Little do they probably know, but today’s unscrupulous Las Vegas sex workers are following a local tradition that’s well over 100 years old.
Union Pacific Depot in downtown Las Vegas (the site of today’s Plaza Hotel) wasn’t George Wood’s final destination on the cold morning of Jan. 13, 1915.
Wood was a prospector — one of the most common occupations among the 80K or so residents of Nevada at the turn of the 20th century. He was headed 184 miles northwest to Goldfield, so named because of the $86 million in gold discovered there between 1903 and 1940 (in then-current prices).
But the 10 a.m. train to Goldfield wouldn’t arrive for several more hours. So Wood sauntered two blocks northeast to Block 16, Las Vegas’ only official red light district, for some entertainment. He had $190 cash on him, just short of $6,000 today.
The chance to become instantly rich just by digging in the right place attracted thousands of single men to Nevada from around the US back then. It also presented a corresponding opportunity for the sex workers of Block 16.

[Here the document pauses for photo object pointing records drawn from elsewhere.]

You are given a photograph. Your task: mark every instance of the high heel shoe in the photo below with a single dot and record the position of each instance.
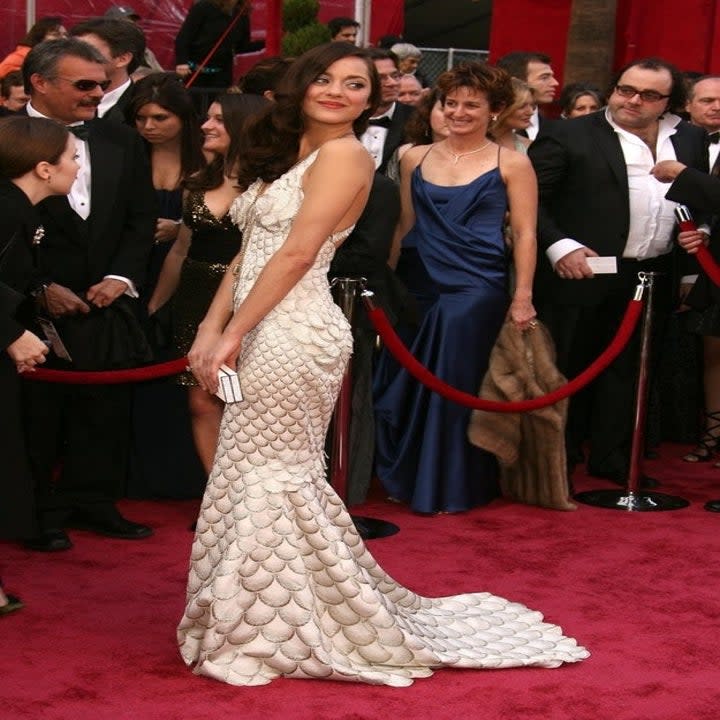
(707, 446)
(13, 604)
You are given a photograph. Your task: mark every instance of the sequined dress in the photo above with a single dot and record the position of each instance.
(280, 582)
(214, 243)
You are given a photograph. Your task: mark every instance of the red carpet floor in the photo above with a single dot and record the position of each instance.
(640, 590)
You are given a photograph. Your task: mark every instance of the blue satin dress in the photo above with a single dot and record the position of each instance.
(454, 262)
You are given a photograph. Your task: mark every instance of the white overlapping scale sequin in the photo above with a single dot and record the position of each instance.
(280, 582)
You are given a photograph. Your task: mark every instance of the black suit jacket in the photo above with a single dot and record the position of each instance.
(583, 188)
(365, 252)
(117, 237)
(396, 133)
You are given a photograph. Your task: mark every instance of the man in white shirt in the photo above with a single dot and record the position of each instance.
(534, 68)
(386, 129)
(598, 198)
(122, 44)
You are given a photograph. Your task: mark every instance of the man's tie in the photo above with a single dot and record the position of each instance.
(81, 131)
(385, 122)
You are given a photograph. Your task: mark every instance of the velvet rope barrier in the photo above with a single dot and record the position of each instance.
(705, 259)
(107, 377)
(400, 352)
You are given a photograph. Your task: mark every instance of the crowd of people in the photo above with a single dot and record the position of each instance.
(136, 231)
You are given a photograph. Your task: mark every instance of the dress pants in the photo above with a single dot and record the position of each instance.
(78, 445)
(603, 412)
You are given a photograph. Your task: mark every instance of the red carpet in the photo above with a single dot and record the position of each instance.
(640, 590)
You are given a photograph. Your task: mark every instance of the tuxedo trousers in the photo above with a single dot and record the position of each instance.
(78, 446)
(603, 412)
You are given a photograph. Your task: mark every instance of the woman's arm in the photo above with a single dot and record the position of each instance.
(170, 272)
(335, 191)
(521, 186)
(408, 163)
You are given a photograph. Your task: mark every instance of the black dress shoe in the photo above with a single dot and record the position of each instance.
(620, 478)
(110, 525)
(49, 541)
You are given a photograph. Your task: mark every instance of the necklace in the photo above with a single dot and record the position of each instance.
(457, 156)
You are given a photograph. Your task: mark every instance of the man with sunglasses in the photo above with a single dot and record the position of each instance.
(122, 44)
(89, 265)
(603, 218)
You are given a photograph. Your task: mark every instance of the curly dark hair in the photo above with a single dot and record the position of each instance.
(166, 89)
(678, 90)
(492, 82)
(418, 130)
(270, 145)
(238, 110)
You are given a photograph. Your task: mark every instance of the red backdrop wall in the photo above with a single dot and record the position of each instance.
(685, 32)
(162, 18)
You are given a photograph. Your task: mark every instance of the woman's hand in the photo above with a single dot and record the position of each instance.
(209, 351)
(522, 313)
(166, 230)
(27, 352)
(691, 240)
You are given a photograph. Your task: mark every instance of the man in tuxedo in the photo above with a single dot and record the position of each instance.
(89, 265)
(343, 29)
(533, 68)
(386, 129)
(598, 198)
(122, 44)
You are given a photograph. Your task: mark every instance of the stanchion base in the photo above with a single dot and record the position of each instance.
(642, 501)
(372, 528)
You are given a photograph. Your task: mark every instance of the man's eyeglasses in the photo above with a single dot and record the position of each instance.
(87, 85)
(629, 91)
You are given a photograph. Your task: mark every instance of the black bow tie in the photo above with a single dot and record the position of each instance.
(385, 122)
(82, 132)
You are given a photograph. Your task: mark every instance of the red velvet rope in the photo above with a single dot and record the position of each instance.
(421, 373)
(708, 264)
(397, 348)
(706, 260)
(108, 377)
(199, 68)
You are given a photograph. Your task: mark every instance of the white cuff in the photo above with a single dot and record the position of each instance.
(131, 290)
(561, 248)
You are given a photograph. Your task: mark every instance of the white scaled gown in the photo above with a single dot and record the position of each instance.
(280, 582)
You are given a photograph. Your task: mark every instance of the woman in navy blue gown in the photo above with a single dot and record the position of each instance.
(455, 196)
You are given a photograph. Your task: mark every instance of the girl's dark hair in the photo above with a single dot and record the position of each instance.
(167, 91)
(238, 110)
(36, 34)
(272, 141)
(418, 130)
(493, 82)
(27, 141)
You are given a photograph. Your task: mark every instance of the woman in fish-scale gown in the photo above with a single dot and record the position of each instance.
(280, 582)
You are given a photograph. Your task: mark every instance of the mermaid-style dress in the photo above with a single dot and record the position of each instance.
(280, 582)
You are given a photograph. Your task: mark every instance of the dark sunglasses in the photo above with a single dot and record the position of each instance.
(88, 85)
(629, 91)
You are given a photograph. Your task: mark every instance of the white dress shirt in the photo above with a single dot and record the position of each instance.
(373, 139)
(79, 196)
(111, 97)
(652, 219)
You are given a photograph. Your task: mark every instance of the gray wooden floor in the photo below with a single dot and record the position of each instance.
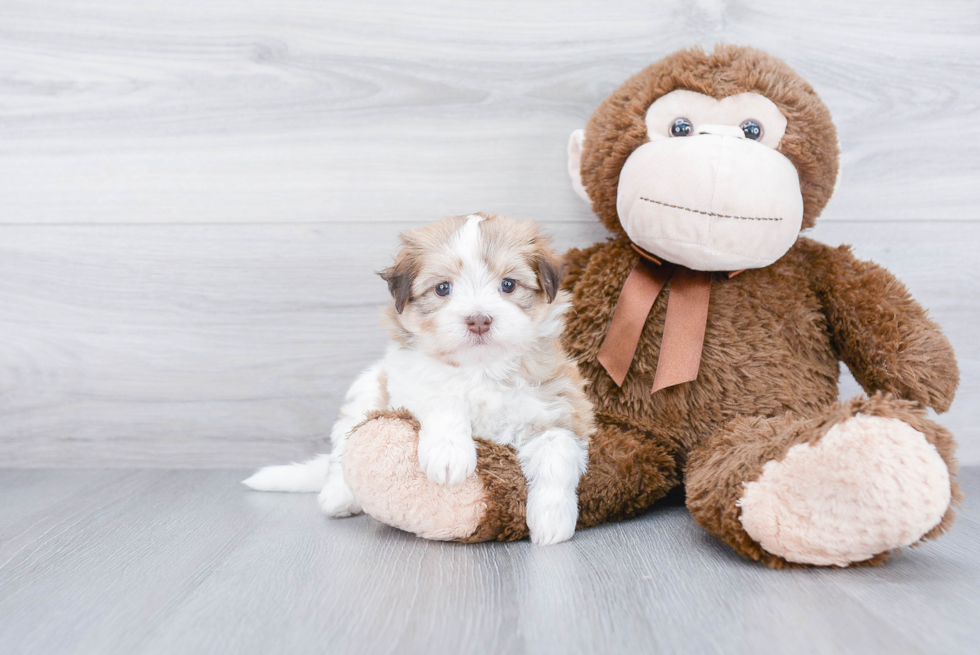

Here, in words chosen in 1915 by an uncredited reporter for the Las Vegas Age, the young city’s largest newspaper, Wood “met a congenial companion or two, took a few drinks and lost interest in trains,” then “took another drink or two and lost consciousness.”
One of those companions was Camille Smith, among the most popular Block 16 workers of the day. The other was her accomplice, 21-year-old Glen Harwood, whom the Age bluntly described as “a dope fiend.” The pair slipped “knockout drops” of an unspecified variety into the drinks they served Wood.
On the morning of January 14, according to the Age, a deputy sheriff Lockett found the victim “wandering about the streets in a dazed condition, only partially clothed and nearly frozen.” Wood had been relieved of all of his cash, most of his clothing, his ticket to Goldfield, and naturally, his watch.
Wood’s last memory was being led by Smith into one of the back hotel rooms at the unidentified saloon — nearly all of which on Block 16 featured them.
Harwood caved under questioning from Lockett, according to the website Mayhem in the Desert. while Smith maintained her innocence. Since Harwood had a longer criminal history, the district attorney pinned all the charges on him.
Harwood served a couple of months in Clark County Jail, then turned his life around and became an auto mechanic. Whether the same can be said of Smith isn’t known, as her name never appeared in the local media again.
On Nov. 4, 1921, The Record-Courier of Gardenerville, Nev. reported that a George Wood, “well known in Carson Valley, where he resided for several years, was killed in an automobile accident near Reno.” Wood was described as “a trapper” who “during the summer months was employed in ranch work.”
We hope this was a different George Wood and that ours eventually made it to Goldfield to find his fortune.